Mother nature, the ultimate artist, was, naturally, well represented. Scented geraniums (pelargonium) were abundant in several displays, probably because they have been named the Herb of the Year for 2006. If you aren't familiar with these magical beauties, you're in for an olfactory treat. You'll have another opportunity to get acquainted with them at the upcoming Pennsylvania Herb Festival April 7 and 8 at the York, Pa., Fairgrounds. Cultivated for their scented leaves rather than their blooms, these African natives were introduced in Europe in the early 1600s, according to the Herb Festival Web site (www.paherbfestival.com). By the late 1800s, more than 150 varieties were available in the U.S. from nursery catalogs. Pelargonium leaves are soft and fuzzy like their more famous, big-blooming cousins. It's a delight to pinch them between your fingers and enjoy the scent, which, depending on the variety, will smell like lemons, limes, roses, mint, pineapple, or chocolate. These tender perennials are wonderful potted plants, indoors or out, and require little care. Snipping leaves to flavor sugar, herbal vinegar or ice cream will just increase the fullness of the plant.

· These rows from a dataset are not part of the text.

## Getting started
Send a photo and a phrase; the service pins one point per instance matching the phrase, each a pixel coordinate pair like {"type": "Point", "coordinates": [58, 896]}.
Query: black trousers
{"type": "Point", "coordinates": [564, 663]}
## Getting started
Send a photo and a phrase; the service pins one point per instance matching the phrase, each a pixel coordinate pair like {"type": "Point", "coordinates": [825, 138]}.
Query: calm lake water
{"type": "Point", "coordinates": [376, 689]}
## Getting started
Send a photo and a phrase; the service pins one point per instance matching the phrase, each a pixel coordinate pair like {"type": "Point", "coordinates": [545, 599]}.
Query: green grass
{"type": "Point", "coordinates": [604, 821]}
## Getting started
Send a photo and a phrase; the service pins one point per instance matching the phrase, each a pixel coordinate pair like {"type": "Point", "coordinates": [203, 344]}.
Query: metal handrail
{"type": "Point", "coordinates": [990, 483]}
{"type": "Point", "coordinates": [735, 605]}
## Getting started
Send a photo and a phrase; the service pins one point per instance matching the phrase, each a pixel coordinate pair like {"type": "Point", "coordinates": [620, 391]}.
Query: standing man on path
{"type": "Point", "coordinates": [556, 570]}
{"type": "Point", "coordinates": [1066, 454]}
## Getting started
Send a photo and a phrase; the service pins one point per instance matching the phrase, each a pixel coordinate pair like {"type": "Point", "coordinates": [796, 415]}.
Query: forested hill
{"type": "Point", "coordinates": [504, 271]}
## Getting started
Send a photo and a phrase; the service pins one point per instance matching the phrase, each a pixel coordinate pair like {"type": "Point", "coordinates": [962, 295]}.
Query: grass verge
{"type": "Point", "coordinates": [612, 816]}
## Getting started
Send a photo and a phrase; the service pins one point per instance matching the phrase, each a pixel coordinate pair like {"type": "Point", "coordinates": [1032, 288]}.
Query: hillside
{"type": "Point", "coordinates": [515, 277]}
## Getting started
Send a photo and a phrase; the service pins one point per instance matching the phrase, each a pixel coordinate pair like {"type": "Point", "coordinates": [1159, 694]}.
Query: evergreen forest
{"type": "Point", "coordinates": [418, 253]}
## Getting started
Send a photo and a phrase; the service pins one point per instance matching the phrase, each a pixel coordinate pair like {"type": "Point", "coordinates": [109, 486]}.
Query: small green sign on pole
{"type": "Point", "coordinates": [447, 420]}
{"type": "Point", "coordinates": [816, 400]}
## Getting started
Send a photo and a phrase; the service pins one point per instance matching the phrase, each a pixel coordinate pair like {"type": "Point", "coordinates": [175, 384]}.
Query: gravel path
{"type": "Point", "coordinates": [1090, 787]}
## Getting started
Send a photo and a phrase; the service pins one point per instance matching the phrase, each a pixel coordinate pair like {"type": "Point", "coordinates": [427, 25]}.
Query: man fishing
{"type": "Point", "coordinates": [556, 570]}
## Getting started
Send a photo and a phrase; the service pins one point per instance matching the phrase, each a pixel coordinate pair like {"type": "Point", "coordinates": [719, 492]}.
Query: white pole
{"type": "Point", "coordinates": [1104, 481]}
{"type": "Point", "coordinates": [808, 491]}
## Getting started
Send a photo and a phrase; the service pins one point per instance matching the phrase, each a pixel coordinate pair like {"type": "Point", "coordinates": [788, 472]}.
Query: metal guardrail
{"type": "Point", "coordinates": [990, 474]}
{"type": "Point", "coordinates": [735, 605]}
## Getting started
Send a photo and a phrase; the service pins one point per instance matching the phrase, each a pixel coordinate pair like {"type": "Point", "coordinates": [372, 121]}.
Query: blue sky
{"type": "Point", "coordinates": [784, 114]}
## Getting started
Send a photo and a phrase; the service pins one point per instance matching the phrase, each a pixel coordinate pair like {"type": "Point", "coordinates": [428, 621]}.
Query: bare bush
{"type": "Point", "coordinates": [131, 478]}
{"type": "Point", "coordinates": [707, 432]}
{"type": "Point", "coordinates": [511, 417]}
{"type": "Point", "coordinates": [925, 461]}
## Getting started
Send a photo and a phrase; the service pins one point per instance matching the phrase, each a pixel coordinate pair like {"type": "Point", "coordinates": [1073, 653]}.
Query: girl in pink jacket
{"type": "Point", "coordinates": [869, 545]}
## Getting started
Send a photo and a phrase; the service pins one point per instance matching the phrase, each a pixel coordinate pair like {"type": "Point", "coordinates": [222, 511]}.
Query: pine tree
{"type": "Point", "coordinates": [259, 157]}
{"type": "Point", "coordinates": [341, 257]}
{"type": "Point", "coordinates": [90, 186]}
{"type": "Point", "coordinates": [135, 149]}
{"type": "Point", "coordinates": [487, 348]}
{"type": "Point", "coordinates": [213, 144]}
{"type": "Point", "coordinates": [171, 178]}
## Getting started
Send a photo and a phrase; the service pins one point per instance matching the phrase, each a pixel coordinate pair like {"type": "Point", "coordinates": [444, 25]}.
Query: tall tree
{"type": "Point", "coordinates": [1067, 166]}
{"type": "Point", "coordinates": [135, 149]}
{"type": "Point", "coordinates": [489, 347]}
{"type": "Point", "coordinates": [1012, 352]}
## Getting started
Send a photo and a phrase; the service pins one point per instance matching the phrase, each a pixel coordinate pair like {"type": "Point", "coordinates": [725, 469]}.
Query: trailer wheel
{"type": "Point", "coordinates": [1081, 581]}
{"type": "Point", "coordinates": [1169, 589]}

Another showstopper was a black pussy willow displayed by Ott's Horticultural Center. S. gracilistyla melanostachys is similar to the common pussy willow we're all familiar with, except that the catkins are not gray, but a deep, purple-black. Imagine that in a floral arrangement with some corkscrew willow branches and forsythia. See what I mean? Just a few minutes taking in the sights and scents, and your own artistic ideas bloom forth. At press time, Ott's was sold out of this plant, but watch for black pussy willows, as their exotic looks will surely make them a hot commodity this season.

Artist Emily Shoey of Littlestown, Pa., takes the centuries-old form of a Dutch bulb vase, traditionally found in Delftware, and recreates it in clay with a Majolica glaze. Shoey, who says she loves to draw and paint, hand paints her ceramic pieces with stylized botanical designs. She also makes concrete stepping stones impressed with leaves of native and exotic plants. You'll have another opportunity to see her unique work next at a Garden Craft Faire, June 2 and 3 at Alloway Creek Gardens & Herb Farm in Littlestown (www.allowaycreek.com).

Finally, Terracycle Plant Food and the Smithsburg High School students selling it at the show were another sort of inspiration. Terracycle (www.terracycle.net) is an environmentally-friendly fertilizer made by a process of feeding organic waste such as vegetable peels, coffee grounds and eggshells to millions of worms. The worm castings are liquified and bottled in recycled soda bottles. The company enlists the help of students all over the country to collect bottles, and in return, donates money to the school or to charities. David Kurz, a sophomore at Smithsburg and president of the school's Environmental Club, says the most important thing he's learned by being involved in the project is that "you can make something out of garbage, help the environment, and make a profit."

Just shows what's possible, with a little creativity!